Steelmanning Share Buybacks
I’ve been writing as if stock buybacks are a vampiric curse that inevitably drains these companies. The actual data is slightly more annoying to my thesis, so let’s steelman the opposing view.
Over this exact window, pharma R&D returns evaporated. Deloitte’s running study of the large-cap drugmakers put projected IRR on late-stage R&D at just over 10% in 2010 and around 1.5% by 2019 -- close to a linear decline across the decade. If your own labs are returning a couple of percent against a higher cost of capital, “the money has somewhere productive to go” stops being a law of nature and starts being a hilarious delusion. Instead, it has to be checked company by company. For some firms in some years, reinvestment really was the worse bet, and handing cash back so shareholders could go buy index funds was the only defensible call.
And causation often runs backwards from how I’ve framed it, too. A thin pipeline is usually the disease; the buyback is the visible symptom. The company with nothing worth funding does buybacks because it has nothing worth funding -- and it’s the empty pipeline, not the repurchase, that eventually starves the business. Amgen makes the same point from the other direction -- its buybacks paid off handsomely for years, before the bill came due.
But here is where my charitable instincts hit a brick wall. Such a defense only works if a company can’t see the abyss coming. But Gilead could! It sat on a enormous pile of $34 billion in cash, told analysts it was shopping, called every target too expensive -- and then bought its own stock near an all-time high with a scheduled patent cliff already on the calendar. That was purely bad allocation on the company’s own stated terms.
Lucky for Gilead, they have plenty of company. A 2019 Fortuna Advisors study found that 64% of the S&P 500’s largest repurchasers bought most heavily when their own shares were relatively expensive -- paying up near the highs. As Deutsche Bank’s global head of macro, Jim Reid, said last year: “Buybacks tend to occur more at market tops than bottoms...companies often buy high, not low”. A long-horizon owner staring at a visible cliff keeps the powder dry and then buys the dip. Gilead, however, blew their cash at the absolute peak instead, and then scrambled to refill their coffers just as the stock became cheap again.
Back in the Chair
Alright, CEO. The board is waiting. You have four options -- three of them put money back into the lottery that this whole business runs on, and one takes money off the table.
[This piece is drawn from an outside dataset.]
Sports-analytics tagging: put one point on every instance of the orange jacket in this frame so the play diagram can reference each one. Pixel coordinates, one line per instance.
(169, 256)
Taking money off the table is the correct choice exactly when the first condition is met: every program is funded, all external assets are overpriced, and your company’s cash has nowhere better to go. Sometimes that is true! But in a business built on positive EV, it usually isn’t. And the cases above are what it looks like when a management team talked itself into “yes” anyway, usually right around the time its own stock-based pay was vesting.
So before you slam the table and demand a buyback, ask yourself: is everything I would want to back already fully funded? Is that biotech startup actually overpriced, or does it just look expensive compared to my artificially inflated EPS?
If your honest answer is that the money has somewhere productive to go, then send it there. The universe does not care about your year-end bonus, but it might occasionally reward you for inventing a medicine.
Decade figures (2009-2018): Lazonick, Tulum & Hopkins, "Financialization of the U.S. Pharmaceutical Industry," INET, 2019.